The fate of Fulanus

Fulanus beltranus is a fictional species of lizard from Democratic Republic of Congo. We would like to find out how this species is going to do in different climate change scenarios. First let’s look at the points where it is currently known to occurr. To access the distribution data, we must load package Mapinguari.

library(Mapinguari)

Fulanus_bbox <- ggmap::make_bbox(lat = Lat, 
  lon = Lon, 
  data = FulanusDistribution,
  f = 0.2)

Fulanus_big <- ggmap::get_map(location = Fulanus_bbox, 
  source = "google", 
  maptype = "terrain")

ggmap::ggmap(Fulanus_big) +
  ggplot2::geom_point(data = FulanusDistribution, 
    mapping = ggplot2::aes(x = Lon, y = Lat), 
    size = 1, 
    colour = 'red')

function Distribution

It seems some points are in the ocean! Those must be wrong, let’s use Mapinguari’s Distribution fuction to clean them up.

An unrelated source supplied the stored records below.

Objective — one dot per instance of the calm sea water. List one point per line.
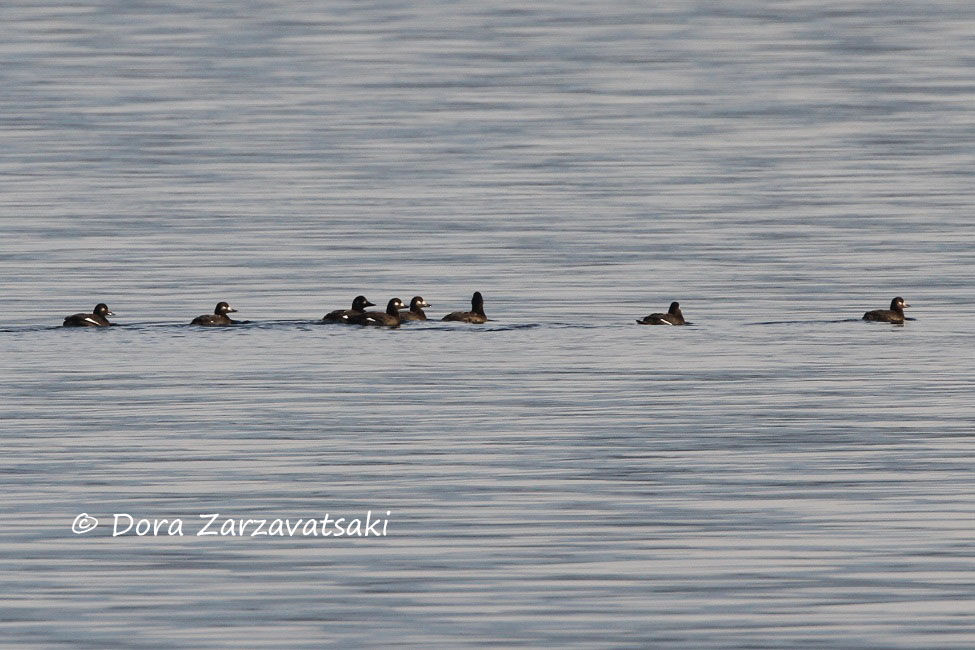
(780, 474)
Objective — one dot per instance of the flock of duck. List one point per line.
(395, 314)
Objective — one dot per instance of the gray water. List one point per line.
(779, 474)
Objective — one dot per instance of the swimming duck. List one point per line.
(218, 317)
(893, 315)
(343, 315)
(475, 315)
(416, 310)
(672, 317)
(389, 318)
(95, 319)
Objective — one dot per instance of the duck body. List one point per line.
(476, 315)
(217, 318)
(416, 310)
(674, 316)
(893, 315)
(388, 318)
(343, 315)
(97, 318)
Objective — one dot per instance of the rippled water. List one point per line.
(778, 474)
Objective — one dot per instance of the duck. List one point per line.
(218, 317)
(672, 317)
(475, 315)
(416, 310)
(359, 305)
(893, 315)
(95, 319)
(389, 318)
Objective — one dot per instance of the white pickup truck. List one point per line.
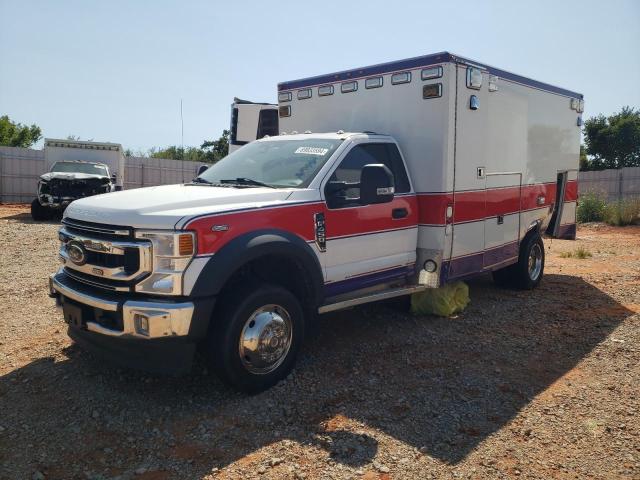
(469, 168)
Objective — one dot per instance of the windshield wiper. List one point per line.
(246, 181)
(200, 180)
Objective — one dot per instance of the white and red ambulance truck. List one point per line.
(384, 181)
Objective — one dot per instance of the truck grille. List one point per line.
(103, 256)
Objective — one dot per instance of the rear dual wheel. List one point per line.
(256, 334)
(527, 273)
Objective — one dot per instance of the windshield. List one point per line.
(276, 163)
(77, 167)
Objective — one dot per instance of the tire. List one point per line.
(527, 273)
(242, 322)
(38, 212)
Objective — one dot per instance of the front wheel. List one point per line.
(255, 337)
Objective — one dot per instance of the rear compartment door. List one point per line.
(502, 219)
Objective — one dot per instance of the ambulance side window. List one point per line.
(350, 168)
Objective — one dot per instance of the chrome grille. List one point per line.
(102, 260)
(96, 228)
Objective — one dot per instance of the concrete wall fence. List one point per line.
(21, 167)
(613, 185)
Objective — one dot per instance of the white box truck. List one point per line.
(76, 169)
(384, 181)
(251, 120)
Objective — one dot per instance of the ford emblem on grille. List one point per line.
(76, 253)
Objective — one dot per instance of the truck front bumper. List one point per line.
(153, 335)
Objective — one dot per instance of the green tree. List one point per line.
(614, 141)
(209, 152)
(17, 135)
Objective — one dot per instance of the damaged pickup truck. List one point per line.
(67, 181)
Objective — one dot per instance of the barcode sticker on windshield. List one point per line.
(312, 150)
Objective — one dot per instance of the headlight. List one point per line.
(171, 254)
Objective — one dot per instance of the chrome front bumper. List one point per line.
(140, 318)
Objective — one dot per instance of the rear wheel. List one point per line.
(527, 273)
(40, 213)
(255, 337)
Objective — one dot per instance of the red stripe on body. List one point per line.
(433, 207)
(343, 222)
(479, 204)
(299, 220)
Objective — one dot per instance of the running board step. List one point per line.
(375, 297)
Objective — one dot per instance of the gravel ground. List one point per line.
(540, 384)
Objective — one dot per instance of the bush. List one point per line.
(624, 212)
(591, 208)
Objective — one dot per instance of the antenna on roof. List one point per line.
(182, 139)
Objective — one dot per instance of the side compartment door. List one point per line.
(369, 244)
(502, 219)
(471, 165)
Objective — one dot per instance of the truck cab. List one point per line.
(240, 262)
(67, 181)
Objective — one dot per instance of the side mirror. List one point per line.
(376, 184)
(202, 169)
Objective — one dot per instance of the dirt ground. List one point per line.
(540, 384)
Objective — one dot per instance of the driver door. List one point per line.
(369, 244)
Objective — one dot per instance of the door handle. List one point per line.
(399, 213)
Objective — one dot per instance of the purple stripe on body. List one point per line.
(417, 62)
(368, 280)
(478, 263)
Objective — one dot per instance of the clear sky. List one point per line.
(116, 70)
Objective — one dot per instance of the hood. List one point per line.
(162, 207)
(70, 176)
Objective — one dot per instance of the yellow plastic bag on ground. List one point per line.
(443, 301)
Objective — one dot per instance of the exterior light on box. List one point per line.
(430, 266)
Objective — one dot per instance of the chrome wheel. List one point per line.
(265, 339)
(535, 262)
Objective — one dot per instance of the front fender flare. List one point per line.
(250, 246)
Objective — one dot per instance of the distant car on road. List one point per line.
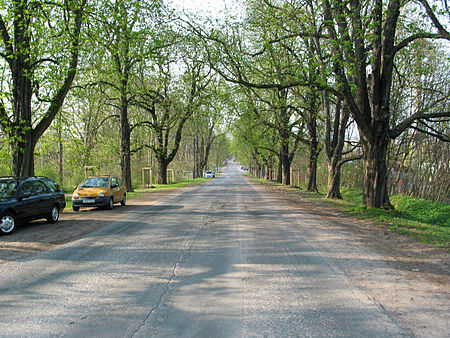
(25, 199)
(210, 174)
(99, 191)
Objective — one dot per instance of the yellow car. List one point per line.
(99, 191)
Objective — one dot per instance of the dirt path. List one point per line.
(408, 278)
(35, 237)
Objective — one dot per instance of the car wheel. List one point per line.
(7, 224)
(110, 205)
(54, 215)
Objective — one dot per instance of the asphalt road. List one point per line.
(217, 260)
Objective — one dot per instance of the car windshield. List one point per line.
(7, 190)
(95, 182)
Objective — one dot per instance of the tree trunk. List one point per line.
(162, 171)
(21, 133)
(196, 170)
(285, 164)
(334, 180)
(312, 171)
(125, 148)
(375, 193)
(313, 155)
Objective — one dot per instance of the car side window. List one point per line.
(33, 188)
(27, 188)
(39, 188)
(52, 185)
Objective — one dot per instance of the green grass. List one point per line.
(421, 219)
(138, 192)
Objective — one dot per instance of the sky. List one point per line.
(206, 8)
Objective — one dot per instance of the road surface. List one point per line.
(220, 259)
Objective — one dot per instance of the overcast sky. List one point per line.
(209, 8)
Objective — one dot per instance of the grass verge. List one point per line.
(424, 220)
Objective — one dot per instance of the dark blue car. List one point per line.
(27, 199)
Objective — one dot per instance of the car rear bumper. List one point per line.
(91, 202)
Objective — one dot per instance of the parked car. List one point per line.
(25, 199)
(99, 191)
(210, 174)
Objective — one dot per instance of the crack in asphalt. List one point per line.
(188, 244)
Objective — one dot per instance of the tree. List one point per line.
(41, 47)
(125, 34)
(364, 41)
(170, 100)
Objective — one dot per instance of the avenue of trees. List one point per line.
(339, 88)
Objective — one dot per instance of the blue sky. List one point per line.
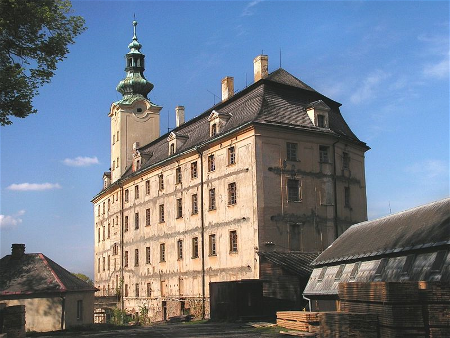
(386, 62)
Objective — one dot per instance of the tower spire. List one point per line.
(134, 85)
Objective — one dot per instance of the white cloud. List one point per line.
(34, 186)
(249, 10)
(368, 88)
(81, 161)
(10, 221)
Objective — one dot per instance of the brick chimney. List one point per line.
(179, 115)
(227, 87)
(261, 67)
(17, 251)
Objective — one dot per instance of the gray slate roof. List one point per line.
(278, 100)
(35, 273)
(297, 263)
(418, 228)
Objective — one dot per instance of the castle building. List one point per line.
(270, 170)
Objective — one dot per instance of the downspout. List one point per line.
(336, 231)
(202, 220)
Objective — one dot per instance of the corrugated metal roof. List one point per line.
(35, 273)
(420, 227)
(297, 263)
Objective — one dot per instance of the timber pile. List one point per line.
(299, 320)
(351, 325)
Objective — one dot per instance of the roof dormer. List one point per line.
(217, 122)
(318, 113)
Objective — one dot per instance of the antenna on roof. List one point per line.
(213, 95)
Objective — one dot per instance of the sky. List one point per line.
(386, 62)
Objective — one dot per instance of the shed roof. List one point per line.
(35, 273)
(418, 228)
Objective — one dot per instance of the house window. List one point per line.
(195, 247)
(339, 272)
(231, 155)
(347, 197)
(136, 221)
(212, 245)
(136, 257)
(194, 204)
(323, 154)
(345, 161)
(147, 217)
(162, 252)
(79, 310)
(291, 151)
(161, 213)
(232, 193)
(180, 249)
(233, 241)
(293, 190)
(147, 255)
(179, 208)
(194, 172)
(178, 175)
(161, 182)
(212, 199)
(211, 163)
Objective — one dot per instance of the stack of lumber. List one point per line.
(298, 320)
(351, 325)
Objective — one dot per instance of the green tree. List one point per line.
(34, 37)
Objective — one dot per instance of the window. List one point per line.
(231, 155)
(179, 208)
(147, 255)
(339, 272)
(136, 221)
(178, 178)
(232, 193)
(180, 249)
(162, 252)
(161, 213)
(323, 154)
(211, 163)
(233, 241)
(136, 257)
(79, 310)
(345, 161)
(194, 204)
(147, 217)
(293, 190)
(212, 245)
(161, 182)
(212, 199)
(195, 247)
(291, 151)
(194, 172)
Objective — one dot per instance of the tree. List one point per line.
(34, 37)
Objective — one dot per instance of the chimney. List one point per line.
(17, 251)
(179, 115)
(227, 87)
(261, 67)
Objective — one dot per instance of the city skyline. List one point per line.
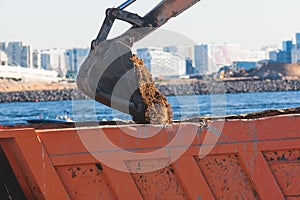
(63, 24)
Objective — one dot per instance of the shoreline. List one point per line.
(189, 87)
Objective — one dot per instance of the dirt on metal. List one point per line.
(157, 108)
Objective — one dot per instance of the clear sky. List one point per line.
(74, 23)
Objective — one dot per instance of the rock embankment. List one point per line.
(172, 88)
(242, 86)
(41, 95)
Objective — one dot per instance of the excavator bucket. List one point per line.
(108, 76)
(113, 76)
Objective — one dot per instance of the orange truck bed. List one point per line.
(237, 159)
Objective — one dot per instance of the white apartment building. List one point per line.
(161, 63)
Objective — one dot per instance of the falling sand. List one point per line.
(157, 108)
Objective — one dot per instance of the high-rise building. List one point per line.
(201, 58)
(54, 59)
(297, 40)
(26, 57)
(36, 59)
(14, 51)
(287, 45)
(163, 64)
(45, 60)
(2, 46)
(3, 58)
(273, 55)
(75, 57)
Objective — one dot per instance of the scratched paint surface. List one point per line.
(226, 177)
(85, 182)
(160, 184)
(285, 166)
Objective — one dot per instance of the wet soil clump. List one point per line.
(157, 108)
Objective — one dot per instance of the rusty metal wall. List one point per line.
(252, 159)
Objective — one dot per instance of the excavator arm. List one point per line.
(107, 74)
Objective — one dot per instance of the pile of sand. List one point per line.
(157, 109)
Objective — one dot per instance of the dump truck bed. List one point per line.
(252, 159)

# insert here point clean up and plot again

function Ecology

That is a terrible name, I wanted to call it “Environment”, but environment has a very specific meaning in R and it would be confusing.

How does the climate looks like in this area? We can use function Ecology to extract WorldClim surfaces for that area. The argument ext tells us which is the area you desire to crop your rasters around. It accepts either an Extent object with the coordinates of cropping limits, or a table of longitudes and latitudes, in which case it will grab the coordinates of the most extreme points and use those as the cropping limits. The argument margin adds to these limits, and it is on the same unit as the coordinates you supplied.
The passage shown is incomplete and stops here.